Así lo aseguró ayer Carbonell, con motivo de la presentación de ‘Atapuerca. 40 años de historia’, donde, junto a la periodista Rosa María Tristán, hace un recorrido exhaustivo y ameno por la historia y los hallazgos más importantes de la Sierra de Atapuerca. «Es un repaso muy emocionante», reconocía en declaraciones a Ical el científico, quien recuerda «perfectamente» el día que pisó por primera vez la sierra y se encontró «cara a cara» con la Trinchera del Ferrocarril.

«Ese día pensé que nadie me iba a echar de allí y que si lo hacían seria con los pies por delante», ha bromeado al recordar «la emoción» que sintió cuando Aguirre les mostró «aquel tesoro» que poco a poco ha ido dando sus frutos.

El hito Antecessor

Décadas después, el catalán entiende que «es casi imposible resumir todo lo vivido» en un libro así como escoger «dos momentos importantes» de una acumulación de sensaciones y experiencias que «no cabrían ni en una enciclopedia». En su caso, ha afirmado que «se queda con el descubrimiento de Homo Antecesor».

Precisamente, el estudio de esta especie ha marcado un antes y un después en Atapuerca, tal y como explica Carbonell en el volumen, donde también analiza la «libertad» que siempre ha sentido al trabajar en espacios tan singulares como Trinchera. «Cuesta mucho quedarse con uno o dos momentos pero el haber dado nombre a una nueva especie es un hito», ha insistido.

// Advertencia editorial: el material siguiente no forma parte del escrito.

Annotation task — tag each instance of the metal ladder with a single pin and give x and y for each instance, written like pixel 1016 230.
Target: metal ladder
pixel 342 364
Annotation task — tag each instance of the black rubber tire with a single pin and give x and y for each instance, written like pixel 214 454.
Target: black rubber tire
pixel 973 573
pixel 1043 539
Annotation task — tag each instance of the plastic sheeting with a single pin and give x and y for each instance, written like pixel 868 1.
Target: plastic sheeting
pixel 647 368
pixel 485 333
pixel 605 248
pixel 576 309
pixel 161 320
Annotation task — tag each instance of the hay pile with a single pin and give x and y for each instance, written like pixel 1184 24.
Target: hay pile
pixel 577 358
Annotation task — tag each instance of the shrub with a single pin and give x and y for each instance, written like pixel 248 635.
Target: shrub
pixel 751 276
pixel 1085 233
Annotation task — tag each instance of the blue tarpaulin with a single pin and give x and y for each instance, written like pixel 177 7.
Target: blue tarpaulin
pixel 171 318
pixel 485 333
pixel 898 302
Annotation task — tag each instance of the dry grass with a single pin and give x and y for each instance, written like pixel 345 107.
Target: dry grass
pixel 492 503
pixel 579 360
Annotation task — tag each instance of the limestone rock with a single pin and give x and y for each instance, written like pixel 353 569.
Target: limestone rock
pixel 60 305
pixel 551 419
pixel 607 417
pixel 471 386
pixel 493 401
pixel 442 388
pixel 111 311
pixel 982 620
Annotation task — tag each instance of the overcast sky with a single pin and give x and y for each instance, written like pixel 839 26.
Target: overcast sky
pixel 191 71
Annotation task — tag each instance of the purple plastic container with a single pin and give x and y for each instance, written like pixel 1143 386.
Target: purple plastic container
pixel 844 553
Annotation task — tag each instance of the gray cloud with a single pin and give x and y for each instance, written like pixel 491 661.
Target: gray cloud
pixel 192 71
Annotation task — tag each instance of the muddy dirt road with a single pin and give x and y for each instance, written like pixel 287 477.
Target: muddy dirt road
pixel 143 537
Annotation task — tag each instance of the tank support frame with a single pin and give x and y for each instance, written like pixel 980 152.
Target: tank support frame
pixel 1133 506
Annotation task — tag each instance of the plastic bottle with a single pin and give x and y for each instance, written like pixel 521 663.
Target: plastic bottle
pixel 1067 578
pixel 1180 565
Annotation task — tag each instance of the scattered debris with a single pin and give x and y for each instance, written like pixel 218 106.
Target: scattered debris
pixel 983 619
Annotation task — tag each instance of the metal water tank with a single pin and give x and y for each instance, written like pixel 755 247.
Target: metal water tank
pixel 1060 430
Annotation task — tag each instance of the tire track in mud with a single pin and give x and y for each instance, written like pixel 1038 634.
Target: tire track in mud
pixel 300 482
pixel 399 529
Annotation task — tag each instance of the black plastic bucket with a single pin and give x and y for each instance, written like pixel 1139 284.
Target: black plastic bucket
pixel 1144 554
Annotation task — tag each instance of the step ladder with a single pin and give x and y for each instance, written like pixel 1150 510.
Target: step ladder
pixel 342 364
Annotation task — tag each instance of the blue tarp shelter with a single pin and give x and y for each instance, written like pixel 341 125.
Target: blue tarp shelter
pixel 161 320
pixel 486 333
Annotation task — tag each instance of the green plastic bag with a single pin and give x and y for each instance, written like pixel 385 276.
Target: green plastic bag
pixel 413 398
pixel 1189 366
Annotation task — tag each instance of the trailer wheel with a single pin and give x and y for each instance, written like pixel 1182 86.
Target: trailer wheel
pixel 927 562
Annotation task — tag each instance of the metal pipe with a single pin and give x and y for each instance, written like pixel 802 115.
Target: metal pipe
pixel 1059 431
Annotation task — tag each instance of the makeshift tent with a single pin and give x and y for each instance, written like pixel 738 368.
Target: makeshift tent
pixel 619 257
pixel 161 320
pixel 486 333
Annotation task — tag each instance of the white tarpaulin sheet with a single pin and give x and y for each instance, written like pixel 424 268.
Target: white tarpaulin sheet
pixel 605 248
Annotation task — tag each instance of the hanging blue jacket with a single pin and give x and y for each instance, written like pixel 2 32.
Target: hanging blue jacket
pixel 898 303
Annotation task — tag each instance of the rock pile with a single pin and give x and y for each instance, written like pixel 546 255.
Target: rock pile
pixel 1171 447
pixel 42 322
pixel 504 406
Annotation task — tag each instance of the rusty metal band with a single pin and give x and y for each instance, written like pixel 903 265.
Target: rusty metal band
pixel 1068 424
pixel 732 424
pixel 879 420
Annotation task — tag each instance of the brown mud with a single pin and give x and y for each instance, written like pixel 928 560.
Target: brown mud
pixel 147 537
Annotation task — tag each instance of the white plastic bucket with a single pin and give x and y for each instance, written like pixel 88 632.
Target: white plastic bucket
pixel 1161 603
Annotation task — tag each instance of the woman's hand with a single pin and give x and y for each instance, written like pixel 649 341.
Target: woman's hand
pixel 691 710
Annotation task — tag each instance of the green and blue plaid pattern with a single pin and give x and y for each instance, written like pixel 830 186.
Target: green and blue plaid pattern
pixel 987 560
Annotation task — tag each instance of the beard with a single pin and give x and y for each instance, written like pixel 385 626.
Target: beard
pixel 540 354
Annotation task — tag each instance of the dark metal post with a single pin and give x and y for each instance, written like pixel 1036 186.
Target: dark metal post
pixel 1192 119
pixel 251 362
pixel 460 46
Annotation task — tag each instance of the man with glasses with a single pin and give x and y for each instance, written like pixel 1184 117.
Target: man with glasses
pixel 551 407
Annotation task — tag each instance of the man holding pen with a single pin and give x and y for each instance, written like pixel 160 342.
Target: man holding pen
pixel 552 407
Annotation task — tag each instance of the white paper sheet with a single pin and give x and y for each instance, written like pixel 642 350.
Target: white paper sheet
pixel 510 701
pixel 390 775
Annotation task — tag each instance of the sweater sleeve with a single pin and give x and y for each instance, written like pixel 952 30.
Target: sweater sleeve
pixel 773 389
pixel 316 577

Por su parte, Rosa María Tristán firma y escribe la obra junto a Carbonell para «dotar de un lenguaje sencillo y atractivo» a la parte más científica. «Lo escribo con una amiga y con una persona maravillosa», explica Carbonell que espera que la obra llegue a quienes conocen o quieren conocer la Atapuerca actual, la del pasado, y la del futuro, aseguró ayer.

El libro, que incluye prólogos de Juan Luis Arsuaga y de José María Bermúdez de Castro, codirectores de los yacimientos, es un resumen de los 40 años de excavaciones en Atapuerca y, a modo de compendio, una breve enciclopedia de Atapuerca amena que aborda su historia y sus descubrimientos de la mano de una de las personas que, tal vez, mejor la conozca y sepa explicar, además, «su extraordinaria importancia y el enorme valor de los tesoros que durante tanto tiempo ha guardado».